Unifying Appearance Codes and Bilateral Grids for Driving Scene Gaussian Splatting

TL;DR

This paper introduces a multi-scale bilateral grid that combines appearance codes and bilateral grids to enhance geometric accuracy in neural rendering of driving scenes, outperforming previous methods across multiple datasets.

Contribution

The paper presents a novel multi-scale bilateral grid approach that unifies appearance codes and bilateral grids, significantly improving scene reconstruction accuracy in autonomous driving scenarios.

Findings

Outperforms previous methods on Waymo, NuScenes, Argoverse, and PandaSet datasets.

Reduces floaters caused by photometric inconsistency.

Enhances geometric accuracy in dynamic driving scenes.

Abstract

Neural rendering techniques, including NeRF and Gaussian Splatting (GS), rely on photometric consistency to produce high-quality reconstructions. However, in real-world scenarios, it is challenging to guarantee perfect photometric consistency in acquired images.
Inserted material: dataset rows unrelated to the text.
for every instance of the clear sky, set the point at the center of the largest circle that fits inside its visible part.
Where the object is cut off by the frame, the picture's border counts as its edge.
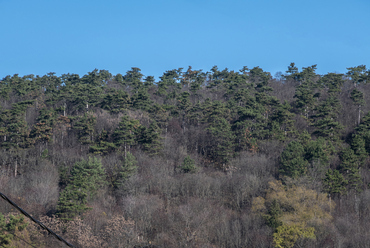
(77, 36)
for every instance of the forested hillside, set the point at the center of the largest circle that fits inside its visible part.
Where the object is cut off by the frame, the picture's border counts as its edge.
(197, 159)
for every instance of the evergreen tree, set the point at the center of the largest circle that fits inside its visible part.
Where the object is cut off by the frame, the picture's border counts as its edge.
(86, 128)
(334, 183)
(127, 133)
(87, 178)
(123, 172)
(350, 168)
(221, 148)
(292, 162)
(358, 99)
(151, 139)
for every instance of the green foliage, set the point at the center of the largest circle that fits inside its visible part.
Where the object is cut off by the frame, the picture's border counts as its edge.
(292, 161)
(222, 148)
(85, 126)
(124, 171)
(127, 133)
(334, 183)
(151, 139)
(350, 168)
(87, 178)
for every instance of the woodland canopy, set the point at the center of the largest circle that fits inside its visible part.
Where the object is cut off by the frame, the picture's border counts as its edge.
(196, 159)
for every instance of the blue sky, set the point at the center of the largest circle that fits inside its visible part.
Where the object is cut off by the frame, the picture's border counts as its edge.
(37, 37)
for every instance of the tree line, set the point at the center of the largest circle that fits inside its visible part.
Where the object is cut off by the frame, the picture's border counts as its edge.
(196, 159)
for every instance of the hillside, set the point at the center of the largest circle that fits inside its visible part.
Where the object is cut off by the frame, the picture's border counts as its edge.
(196, 159)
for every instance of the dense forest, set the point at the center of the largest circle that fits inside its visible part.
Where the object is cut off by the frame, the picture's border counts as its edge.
(196, 159)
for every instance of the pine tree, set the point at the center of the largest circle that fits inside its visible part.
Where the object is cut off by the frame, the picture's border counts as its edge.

Appearance codes have been widely used to address this issue, but their modeling capability is limited, as a single code is applied to the entire image. Recently, the bilateral grid was introduced to perform pixel-wise color mapping, but it is difficult to optimize and constrain effectively. In this paper, we propose a novel multi-scale bilateral grid that unifies appearance codes and bilateral grids. We demonstrate that this approach significantly improves geometric accuracy in dynamic, decoupled autonomous driving scene reconstruction, outperforming both appearance codes and bilateral grids. This is crucial for autonomous driving, where accurate geometry is important for obstacle avoidance and control. Our method shows strong results across four datasets: Waymo, NuScenes, Argoverse, and PandaSet. We further demonstrate that the improvement in geometry is driven by the multi-scale bilateral grid, which effectively reduces floaters caused by photometric inconsistency.